Удел культуролога — теоретизировать, укладывать в строгие понятийные схемы культурные реалии, чтобы затем вынести “вердикт” по вопросу о типологических особенностях той или иной культуры, ее антропологической структуре, ценностных ориентациях и т.д. В этом смысле понятие культурного пространства, как одного из способов построения картины мира, является весьма удачной находкой. Это понятие содержит в себе не столько формы субъективного восприятия физического пространства, характерные для разных культур, сколько те символические значения, которыми каждая культура его наделяет. Культурное пространство — это, прежде всего, антропологическое пространство, способ существования человека в культуре. Я не ставлю перед собой задачу исследования современного культурного пространства с целью его типологического описания. Меня будет волновать только одна проблема —топика душевного в современной культуре. Обращение к проблеме душевного вытекает из моего представления о том, что природа человека не сводима к дихотомии духа и плоти, что сфера душевного имеет свой особый антропологический статус. Интеллект, разум, сознание, волю оставляю за духом, тогда как к душе отношу то, что обычно называют “внутренним миром” человека: эмоции, аффекты, переживания психическую организацию. Бросая взгляд на жизнь современного человека и на формы его бытия в культуре, попытаюсь выяснить, где же есть место душевному. Предпринимаемое исследование будет не научным трактатом, а, скорее, импрессионистическими этюдами.

Этюд 1. Homo publicus. Современный человек — существо публичное. Это способ его самовыражения и самораскрытия. Сегодня фактически исчезает грань между приватным и публичным, что, естественно, отражается на душевной жизни человека. Социальные философы показали, что сфера публичного есть завоевание новоевропейской культуры. Публичное не сводится ни политическому, ни к общественному, а выступает как некая сфера дискурсивных практик. Сфера приватного также является открытием новоевропейской культуры. В отличие от античности, средних веков, когда сфера приватного связывалась с домохозяйством, с жизнью за толстыми стенами, в Новое время она стала пониматься как мир интимности, мир человеческой души. Фактически новоевропейское открытие приватного было бегством человека в субъективность душевного, бегством от социума, от давления публичного и всеобщего. Это бегство началось с сентименталистов и романтиков, красной нитью проходило через всю культуру XIX и начала XX веков. Однако мир интимного не принес человеку ощущения защищенности, какое он ранее получал в стенах дома, замка. Не случайно век XX в философии осмысляется как эпоха бездомности, звучат мотивы покинутости, одиночества, идет постоянный поиск Другого. Душа не может заменить дом, она сама нуждается в защите, но современная культура такой защиты не дает. Душевная жизнь усложнилась и дифференцировалась, человека изъела рефлексия по поводу собственного бытия. И если в XVIII веке он совершил бегство из публичного в приватное, то сегодня он совершает обратное: бегство из приватного в публичное. Выговаривая свои сердечные страсти в дозволенных формах в публичном пространстве, он де-приватизирует их, в результате чего они утрачивают болезненную остроту. Бегство в публичное диктуется также отсутствием у современного человека дома. Он больше не чувствует себя домохозяином, в классическом понимании этого слова, он живет скученно: в общежитии, коммунальной квартире, в домах типовой застройки и т.д. Средства коммуникации продлевают его пребывание в публичном: ему звонят по телефону, пишут по E-mail… Он и дома продолжает вести дела, дом становится продолжением офиса, конторы, кафедры. Таким образом, современное бегство в публичное есть бегство от тягот душевной жизни. Экспонируя себя во вне, желая быть на виду, человек пытается преодолеть разлад с самим собой, и успех в публичном есть своеобразная компенсация за неудачи в приватном.
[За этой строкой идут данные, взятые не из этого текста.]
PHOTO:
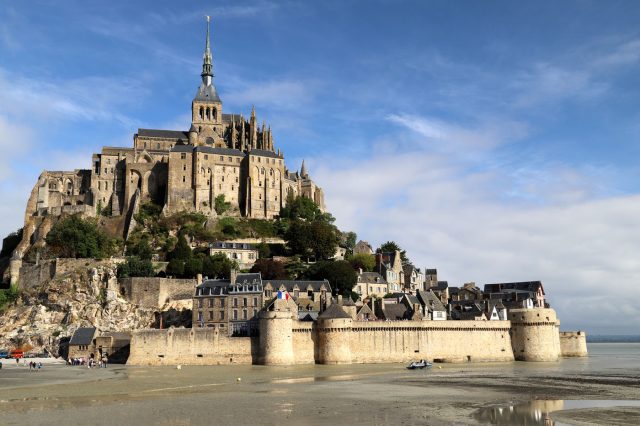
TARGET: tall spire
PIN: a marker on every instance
(207, 61)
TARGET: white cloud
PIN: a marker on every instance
(462, 220)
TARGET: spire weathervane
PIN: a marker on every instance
(207, 61)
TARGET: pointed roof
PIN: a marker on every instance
(334, 311)
(207, 91)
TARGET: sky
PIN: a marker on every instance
(495, 141)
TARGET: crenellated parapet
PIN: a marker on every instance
(535, 334)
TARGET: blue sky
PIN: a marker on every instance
(493, 140)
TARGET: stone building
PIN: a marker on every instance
(221, 154)
(81, 344)
(229, 305)
(370, 284)
(244, 254)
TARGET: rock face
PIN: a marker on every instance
(52, 310)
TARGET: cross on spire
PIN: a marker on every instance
(207, 60)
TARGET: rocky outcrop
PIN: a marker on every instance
(51, 311)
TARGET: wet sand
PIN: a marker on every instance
(315, 394)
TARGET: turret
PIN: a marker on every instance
(535, 334)
(206, 108)
(334, 331)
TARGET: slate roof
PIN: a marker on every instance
(395, 311)
(231, 245)
(264, 153)
(165, 134)
(83, 336)
(430, 300)
(220, 151)
(334, 311)
(521, 285)
(249, 279)
(371, 277)
(207, 93)
(182, 148)
(302, 285)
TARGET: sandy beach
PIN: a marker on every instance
(314, 394)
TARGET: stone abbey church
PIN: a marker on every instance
(220, 154)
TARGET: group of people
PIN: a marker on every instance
(90, 363)
(35, 366)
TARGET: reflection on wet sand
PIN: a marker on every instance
(538, 412)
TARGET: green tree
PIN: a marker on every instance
(366, 262)
(10, 242)
(270, 269)
(140, 246)
(136, 267)
(340, 275)
(221, 205)
(182, 250)
(317, 239)
(264, 251)
(75, 237)
(391, 247)
(348, 240)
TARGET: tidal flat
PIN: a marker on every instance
(318, 394)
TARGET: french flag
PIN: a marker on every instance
(283, 295)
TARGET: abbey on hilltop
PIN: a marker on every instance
(220, 154)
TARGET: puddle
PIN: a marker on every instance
(537, 411)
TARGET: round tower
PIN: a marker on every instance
(334, 335)
(535, 334)
(276, 340)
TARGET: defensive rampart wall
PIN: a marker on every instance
(155, 292)
(190, 346)
(445, 341)
(573, 343)
(306, 343)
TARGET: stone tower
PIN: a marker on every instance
(276, 335)
(334, 336)
(535, 334)
(206, 108)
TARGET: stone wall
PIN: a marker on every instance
(285, 342)
(190, 346)
(535, 334)
(154, 292)
(573, 343)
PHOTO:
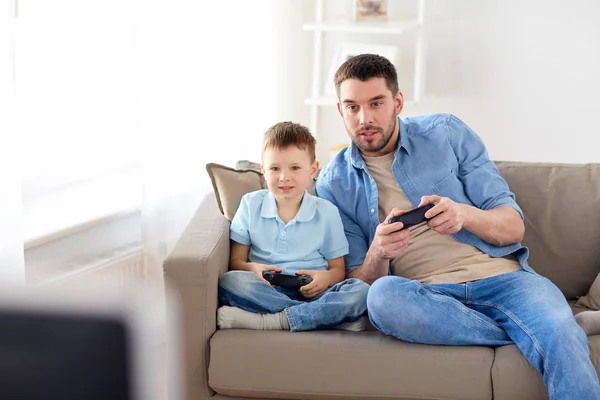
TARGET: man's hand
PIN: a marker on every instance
(321, 281)
(390, 241)
(447, 217)
(259, 268)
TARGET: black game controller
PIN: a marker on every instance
(286, 281)
(413, 217)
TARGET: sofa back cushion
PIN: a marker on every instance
(561, 203)
(231, 184)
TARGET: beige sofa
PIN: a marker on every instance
(562, 208)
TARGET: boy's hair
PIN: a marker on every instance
(286, 134)
(364, 67)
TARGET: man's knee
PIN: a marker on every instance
(386, 291)
(358, 294)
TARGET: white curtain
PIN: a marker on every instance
(174, 84)
(11, 240)
(212, 83)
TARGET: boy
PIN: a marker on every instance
(286, 229)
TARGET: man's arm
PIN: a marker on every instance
(368, 262)
(496, 217)
(499, 226)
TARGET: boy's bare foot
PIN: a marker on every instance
(236, 318)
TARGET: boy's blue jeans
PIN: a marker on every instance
(343, 302)
(518, 307)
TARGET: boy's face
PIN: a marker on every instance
(288, 172)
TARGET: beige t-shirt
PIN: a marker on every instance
(431, 257)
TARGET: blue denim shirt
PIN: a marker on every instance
(437, 154)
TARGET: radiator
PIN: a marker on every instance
(122, 269)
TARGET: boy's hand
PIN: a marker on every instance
(319, 284)
(259, 268)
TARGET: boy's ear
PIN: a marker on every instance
(315, 169)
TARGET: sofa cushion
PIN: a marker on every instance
(592, 299)
(231, 184)
(344, 365)
(515, 379)
(561, 203)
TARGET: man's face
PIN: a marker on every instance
(288, 172)
(370, 114)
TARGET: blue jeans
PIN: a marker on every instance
(519, 307)
(343, 302)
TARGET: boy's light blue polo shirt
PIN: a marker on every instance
(314, 236)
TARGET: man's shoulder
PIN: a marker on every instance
(338, 166)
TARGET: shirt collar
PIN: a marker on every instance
(306, 212)
(356, 159)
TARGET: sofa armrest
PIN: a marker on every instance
(192, 271)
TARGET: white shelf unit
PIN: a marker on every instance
(319, 27)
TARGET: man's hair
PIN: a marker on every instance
(285, 134)
(364, 67)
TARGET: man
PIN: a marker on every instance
(462, 278)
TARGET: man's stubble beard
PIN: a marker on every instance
(374, 147)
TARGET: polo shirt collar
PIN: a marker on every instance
(307, 210)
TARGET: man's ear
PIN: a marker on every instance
(399, 102)
(314, 170)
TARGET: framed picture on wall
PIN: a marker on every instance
(348, 50)
(370, 10)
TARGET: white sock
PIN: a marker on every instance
(236, 318)
(357, 326)
(589, 322)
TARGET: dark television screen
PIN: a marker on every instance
(58, 356)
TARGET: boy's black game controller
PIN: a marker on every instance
(413, 217)
(286, 281)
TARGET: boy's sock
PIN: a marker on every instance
(357, 326)
(236, 318)
(589, 322)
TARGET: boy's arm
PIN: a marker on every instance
(238, 258)
(336, 270)
(358, 242)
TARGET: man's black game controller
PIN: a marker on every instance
(286, 281)
(413, 217)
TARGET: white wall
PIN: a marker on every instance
(524, 74)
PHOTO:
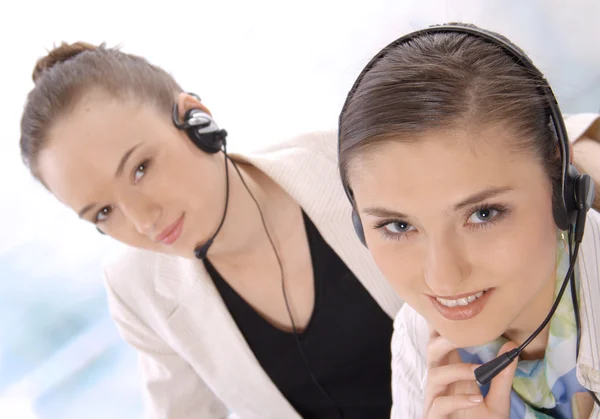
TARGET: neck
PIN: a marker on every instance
(242, 240)
(530, 319)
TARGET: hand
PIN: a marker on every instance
(451, 390)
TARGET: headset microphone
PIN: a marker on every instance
(570, 205)
(208, 137)
(201, 251)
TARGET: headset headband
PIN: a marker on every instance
(513, 51)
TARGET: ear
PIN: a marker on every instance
(185, 102)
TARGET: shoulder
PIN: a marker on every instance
(409, 370)
(322, 143)
(145, 281)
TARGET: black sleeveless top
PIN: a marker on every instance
(346, 342)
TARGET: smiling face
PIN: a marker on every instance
(453, 214)
(124, 166)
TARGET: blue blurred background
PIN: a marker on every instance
(289, 63)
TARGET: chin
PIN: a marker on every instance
(464, 334)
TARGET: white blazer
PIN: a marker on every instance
(411, 332)
(194, 360)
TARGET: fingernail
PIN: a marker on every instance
(476, 398)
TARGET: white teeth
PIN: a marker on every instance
(461, 301)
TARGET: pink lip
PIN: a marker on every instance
(462, 312)
(170, 234)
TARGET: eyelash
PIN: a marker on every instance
(146, 164)
(501, 213)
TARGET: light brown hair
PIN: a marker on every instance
(69, 71)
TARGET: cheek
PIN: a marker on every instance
(400, 265)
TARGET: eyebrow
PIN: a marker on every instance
(382, 212)
(118, 173)
(123, 161)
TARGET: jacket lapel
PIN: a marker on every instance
(588, 365)
(203, 331)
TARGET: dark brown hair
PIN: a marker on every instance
(444, 81)
(69, 71)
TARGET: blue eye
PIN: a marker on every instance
(140, 171)
(398, 227)
(103, 214)
(483, 215)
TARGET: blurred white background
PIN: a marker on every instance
(267, 69)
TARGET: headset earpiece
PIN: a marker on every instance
(566, 209)
(201, 129)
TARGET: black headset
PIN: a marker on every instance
(576, 190)
(570, 206)
(201, 128)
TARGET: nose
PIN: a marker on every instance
(446, 265)
(143, 212)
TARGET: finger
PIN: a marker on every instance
(440, 377)
(498, 398)
(437, 349)
(446, 405)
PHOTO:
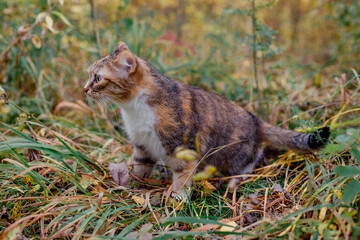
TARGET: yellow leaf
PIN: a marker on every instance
(186, 154)
(205, 174)
(87, 181)
(13, 234)
(40, 17)
(36, 41)
(338, 193)
(15, 215)
(230, 228)
(208, 186)
(138, 200)
(49, 24)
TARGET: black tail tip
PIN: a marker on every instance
(319, 138)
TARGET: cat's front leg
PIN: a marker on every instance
(183, 173)
(142, 162)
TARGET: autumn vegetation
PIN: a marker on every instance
(293, 63)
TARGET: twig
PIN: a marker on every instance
(96, 30)
(253, 16)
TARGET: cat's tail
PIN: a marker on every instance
(299, 142)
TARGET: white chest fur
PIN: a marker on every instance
(139, 119)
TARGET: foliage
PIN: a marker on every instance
(55, 146)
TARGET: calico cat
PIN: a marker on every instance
(160, 113)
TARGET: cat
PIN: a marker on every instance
(159, 114)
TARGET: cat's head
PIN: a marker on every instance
(115, 77)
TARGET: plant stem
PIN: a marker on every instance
(96, 30)
(253, 16)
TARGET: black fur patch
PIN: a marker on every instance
(319, 138)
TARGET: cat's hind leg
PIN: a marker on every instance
(183, 173)
(143, 164)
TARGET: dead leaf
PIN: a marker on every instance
(120, 173)
(205, 174)
(277, 188)
(36, 41)
(230, 228)
(138, 200)
(253, 197)
(207, 186)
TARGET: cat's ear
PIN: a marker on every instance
(125, 57)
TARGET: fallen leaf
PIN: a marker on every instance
(205, 174)
(207, 186)
(36, 41)
(277, 188)
(120, 173)
(230, 228)
(138, 200)
(253, 197)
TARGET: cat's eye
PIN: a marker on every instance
(98, 78)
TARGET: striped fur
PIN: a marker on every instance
(160, 113)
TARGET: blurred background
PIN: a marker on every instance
(300, 47)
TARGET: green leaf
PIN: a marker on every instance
(193, 220)
(351, 190)
(347, 171)
(62, 17)
(355, 154)
(344, 138)
(334, 148)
Этюд 2. Homo virtualis. Виртуальное пространство — это новый тип культурного пространства, созданный современной цивилизацией. Под виртуальной реальностью понимается образ реальности, тем или иным путем формируемый в сознании. Как показано С.С.Хоружим, виртуальная реальность — это частичное, недовоплощенное существование. Философствование о виртуальной реальности выходит за пределы дискурса сущности, поскольку сама виртуальная реальность представляет недо–род бытия, недовоплотившееся, недооформившееся бытие. Такая реальность создает новый тип человека — homo virtualis, которому очень сложно переходить от уровня виртуальной реальности к уровню обыденной реальности. В итоге человек виртуальный, как его рисует Ж.Бодрияр, становится привязанным к машине, превращается в протез, изменяется парадигма его чувствительности (зрение, осязание, слух и др.). Важнейшей характеристикой человека виртуального является операциональность. Она избавляет человеческий разум от присущей ему от природы двусмысленности, антиномичности и т.д. В итоге человеческий разум уподобляется разуму искусственному. Таким образом, само виртуальное пространство не востребует человека, в котором была бы развита душевная сфера, поскольку она сопряжена с эмоциями, переживаниями, которые должны быть исключены, т.к. противоречат главному требованию пребывания в виртуальной реальности — умению вырабатывать и культивировать операционные качества.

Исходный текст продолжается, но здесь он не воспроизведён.